Staßfurt. Der Fachdienst Planung, Wirtschaftsförderung und Liegenschaften der Stadtverwaltung Staßfurt hat eine neue Broschüre über die Kommune herausgegeben. " Salzstadt Staßfurt – Tradition und Vielfalt " heißt die Neuerscheinung, die mit einer Startauflage von insgesamt 5000 Exemplaren auf den Markt gebracht wurde.

Auf insgesamt 68 Farbseiten werden die rund 30 000 Einwohner zählende Stadt, ihre Kulturund Freizeiteinrichtungen, die Ergebnisse des Stadtumbauprozesses im Rahmen der Internationalen Bauausstellung IBA 2010, die Kirchen sowie die Ortsteile Athensleben, Atzendorf, Brumby, Förderstedt, Glöthe, Löbnitz, Hohenerxleben, Löderburg, Lust, Neu Staßfurt, Neundorf, Rothenförde, Rathmannsdorf und Üllnitz mit ihrer wechselvollen Geschichte vorgestellt.

Weitere Seiten widmen sich dem Salzlandtheater Staßfurt, dem Schloss in Hohenerxleben, der Stadt- und Regionalbibliothek und dem spätgotischen Schnitzaltar aus dem 15. Jahrhundert, der in der Kapelle am Servitas Altenpflegezentrums St. Johannes untergebracht ist.

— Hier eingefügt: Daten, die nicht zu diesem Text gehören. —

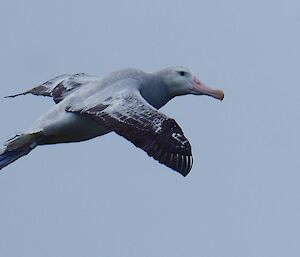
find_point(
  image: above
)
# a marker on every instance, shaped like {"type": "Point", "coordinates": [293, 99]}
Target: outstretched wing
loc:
{"type": "Point", "coordinates": [129, 115]}
{"type": "Point", "coordinates": [60, 87]}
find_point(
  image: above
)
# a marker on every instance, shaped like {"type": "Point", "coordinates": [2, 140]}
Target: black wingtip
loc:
{"type": "Point", "coordinates": [12, 96]}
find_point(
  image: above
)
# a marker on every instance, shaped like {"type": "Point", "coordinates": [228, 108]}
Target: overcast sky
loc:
{"type": "Point", "coordinates": [105, 197]}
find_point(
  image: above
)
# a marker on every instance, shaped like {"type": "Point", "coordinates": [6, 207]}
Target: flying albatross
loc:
{"type": "Point", "coordinates": [124, 101]}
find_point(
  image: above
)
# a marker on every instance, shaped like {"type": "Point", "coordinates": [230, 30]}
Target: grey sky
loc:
{"type": "Point", "coordinates": [107, 198]}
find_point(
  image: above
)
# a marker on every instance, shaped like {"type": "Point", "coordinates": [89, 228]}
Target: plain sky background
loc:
{"type": "Point", "coordinates": [107, 198]}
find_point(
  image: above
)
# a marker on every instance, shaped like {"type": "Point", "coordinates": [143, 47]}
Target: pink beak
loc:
{"type": "Point", "coordinates": [202, 89]}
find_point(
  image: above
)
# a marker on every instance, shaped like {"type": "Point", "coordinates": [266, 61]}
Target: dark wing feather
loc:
{"type": "Point", "coordinates": [59, 87]}
{"type": "Point", "coordinates": [134, 119]}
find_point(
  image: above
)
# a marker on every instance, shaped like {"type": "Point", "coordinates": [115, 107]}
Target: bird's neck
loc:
{"type": "Point", "coordinates": [155, 92]}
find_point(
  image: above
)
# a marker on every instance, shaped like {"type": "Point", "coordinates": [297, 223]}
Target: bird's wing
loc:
{"type": "Point", "coordinates": [60, 87]}
{"type": "Point", "coordinates": [128, 114]}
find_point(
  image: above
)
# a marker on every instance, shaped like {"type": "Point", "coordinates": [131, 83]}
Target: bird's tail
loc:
{"type": "Point", "coordinates": [17, 147]}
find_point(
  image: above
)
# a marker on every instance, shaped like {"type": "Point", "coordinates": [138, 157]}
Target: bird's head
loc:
{"type": "Point", "coordinates": [181, 81]}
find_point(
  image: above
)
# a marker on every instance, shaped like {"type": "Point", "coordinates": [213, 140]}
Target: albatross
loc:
{"type": "Point", "coordinates": [125, 102]}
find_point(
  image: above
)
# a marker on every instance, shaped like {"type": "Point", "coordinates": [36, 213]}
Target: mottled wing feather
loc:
{"type": "Point", "coordinates": [59, 87]}
{"type": "Point", "coordinates": [137, 121]}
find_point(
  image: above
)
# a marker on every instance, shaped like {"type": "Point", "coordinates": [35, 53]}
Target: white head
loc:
{"type": "Point", "coordinates": [181, 81]}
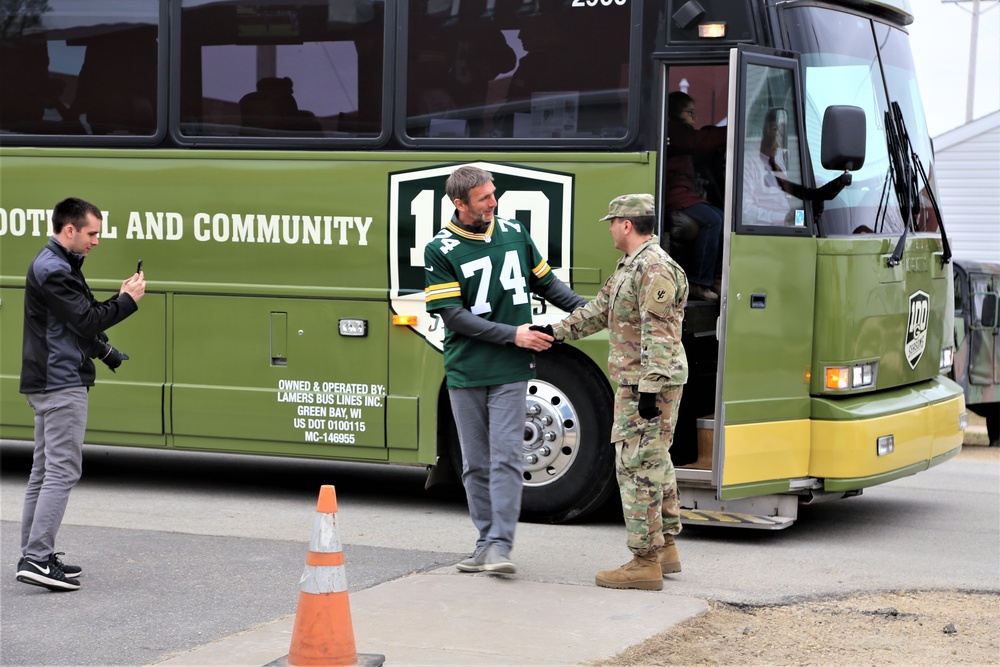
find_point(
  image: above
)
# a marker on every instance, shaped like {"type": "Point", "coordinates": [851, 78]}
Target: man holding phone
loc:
{"type": "Point", "coordinates": [63, 331]}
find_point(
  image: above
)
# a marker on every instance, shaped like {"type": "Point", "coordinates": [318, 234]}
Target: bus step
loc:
{"type": "Point", "coordinates": [734, 519]}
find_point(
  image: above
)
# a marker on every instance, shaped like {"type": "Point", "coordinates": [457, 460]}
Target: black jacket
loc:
{"type": "Point", "coordinates": [63, 323]}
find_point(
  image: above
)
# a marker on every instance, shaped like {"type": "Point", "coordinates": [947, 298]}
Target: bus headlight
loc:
{"type": "Point", "coordinates": [858, 376]}
{"type": "Point", "coordinates": [947, 359]}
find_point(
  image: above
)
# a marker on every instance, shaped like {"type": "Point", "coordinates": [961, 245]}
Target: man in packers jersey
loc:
{"type": "Point", "coordinates": [642, 307]}
{"type": "Point", "coordinates": [480, 272]}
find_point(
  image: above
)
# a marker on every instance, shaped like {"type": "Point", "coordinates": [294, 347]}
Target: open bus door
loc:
{"type": "Point", "coordinates": [761, 423]}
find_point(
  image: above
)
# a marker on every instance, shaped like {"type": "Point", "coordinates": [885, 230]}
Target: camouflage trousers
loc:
{"type": "Point", "coordinates": [645, 472]}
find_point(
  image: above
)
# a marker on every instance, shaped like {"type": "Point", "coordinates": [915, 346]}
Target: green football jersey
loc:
{"type": "Point", "coordinates": [491, 274]}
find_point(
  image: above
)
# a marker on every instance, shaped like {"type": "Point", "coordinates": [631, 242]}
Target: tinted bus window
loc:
{"type": "Point", "coordinates": [503, 69]}
{"type": "Point", "coordinates": [74, 68]}
{"type": "Point", "coordinates": [279, 69]}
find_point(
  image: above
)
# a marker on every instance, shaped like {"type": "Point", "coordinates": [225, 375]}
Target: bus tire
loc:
{"type": "Point", "coordinates": [570, 399]}
{"type": "Point", "coordinates": [568, 458]}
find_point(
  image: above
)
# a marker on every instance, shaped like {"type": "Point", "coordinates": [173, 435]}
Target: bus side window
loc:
{"type": "Point", "coordinates": [694, 169]}
{"type": "Point", "coordinates": [116, 91]}
{"type": "Point", "coordinates": [456, 53]}
{"type": "Point", "coordinates": [282, 70]}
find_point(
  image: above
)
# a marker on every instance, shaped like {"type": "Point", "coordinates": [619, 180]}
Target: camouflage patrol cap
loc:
{"type": "Point", "coordinates": [630, 206]}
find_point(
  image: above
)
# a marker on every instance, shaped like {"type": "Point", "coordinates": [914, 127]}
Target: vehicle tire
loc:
{"type": "Point", "coordinates": [991, 413]}
{"type": "Point", "coordinates": [568, 458]}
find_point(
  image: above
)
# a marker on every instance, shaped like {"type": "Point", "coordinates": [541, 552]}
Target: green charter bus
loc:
{"type": "Point", "coordinates": [278, 165]}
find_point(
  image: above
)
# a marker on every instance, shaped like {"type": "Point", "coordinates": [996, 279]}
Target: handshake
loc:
{"type": "Point", "coordinates": [547, 330]}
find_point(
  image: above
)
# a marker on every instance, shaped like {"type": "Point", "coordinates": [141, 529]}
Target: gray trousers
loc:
{"type": "Point", "coordinates": [60, 424]}
{"type": "Point", "coordinates": [491, 431]}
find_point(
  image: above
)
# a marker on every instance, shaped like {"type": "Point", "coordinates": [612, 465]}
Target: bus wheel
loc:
{"type": "Point", "coordinates": [568, 461]}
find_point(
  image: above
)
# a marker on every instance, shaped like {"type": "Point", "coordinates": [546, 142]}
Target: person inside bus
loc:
{"type": "Point", "coordinates": [273, 107]}
{"type": "Point", "coordinates": [683, 193]}
{"type": "Point", "coordinates": [767, 198]}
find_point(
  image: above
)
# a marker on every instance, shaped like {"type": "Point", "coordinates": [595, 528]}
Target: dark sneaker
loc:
{"type": "Point", "coordinates": [71, 571]}
{"type": "Point", "coordinates": [47, 574]}
{"type": "Point", "coordinates": [473, 563]}
{"type": "Point", "coordinates": [497, 560]}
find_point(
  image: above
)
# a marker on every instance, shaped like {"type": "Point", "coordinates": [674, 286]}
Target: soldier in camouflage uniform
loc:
{"type": "Point", "coordinates": [642, 307]}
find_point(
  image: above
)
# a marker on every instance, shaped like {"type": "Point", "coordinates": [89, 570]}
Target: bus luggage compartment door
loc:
{"type": "Point", "coordinates": [280, 375]}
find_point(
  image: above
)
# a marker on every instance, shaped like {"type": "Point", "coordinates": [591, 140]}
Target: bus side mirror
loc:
{"type": "Point", "coordinates": [990, 311]}
{"type": "Point", "coordinates": [843, 138]}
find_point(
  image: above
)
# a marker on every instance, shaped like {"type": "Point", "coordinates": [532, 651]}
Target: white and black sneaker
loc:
{"type": "Point", "coordinates": [496, 559]}
{"type": "Point", "coordinates": [475, 562]}
{"type": "Point", "coordinates": [71, 571]}
{"type": "Point", "coordinates": [47, 574]}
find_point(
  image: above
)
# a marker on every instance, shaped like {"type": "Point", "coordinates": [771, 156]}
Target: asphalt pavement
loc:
{"type": "Point", "coordinates": [196, 559]}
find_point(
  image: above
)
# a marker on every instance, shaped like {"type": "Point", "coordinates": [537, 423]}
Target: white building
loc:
{"type": "Point", "coordinates": [967, 168]}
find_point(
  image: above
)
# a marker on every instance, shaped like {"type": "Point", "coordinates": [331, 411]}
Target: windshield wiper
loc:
{"type": "Point", "coordinates": [905, 166]}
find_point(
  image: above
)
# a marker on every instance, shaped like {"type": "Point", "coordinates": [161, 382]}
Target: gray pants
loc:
{"type": "Point", "coordinates": [491, 431]}
{"type": "Point", "coordinates": [60, 424]}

Darüber hinaus sind das Stadt- und Bergbaumuseum und die Heimatmuseen beziehungsweise -stuben der Stadt mit ihren umfangreichen heimatgeschichtlichen Sammlungen in Atzendorf, Löderburg, Rathmannsdorf, Hohenerxleben aufgelistet. Dazu gehören aber auch das private Fahrzeugmuseum Staßfurt im Ortsteil Glöthe und die Ausstellung Rundfunk- und Fernsehtechnik in der Löderstraße 94 in Staßfurt-Nord.

Letztere zählt heute immerhin stolze 230 Rundfunk- und Fernsehgeräte, darunter auch Exemplare aus dem Jahr 1952, als die DDR-Fernsehgeräteproduktion in Staßfurt begann. Betreut wird diese Technikschau vom 2000 gegründeten Verein der Freunde der Staßfurter Rundfunk- und Fernsehtechnik.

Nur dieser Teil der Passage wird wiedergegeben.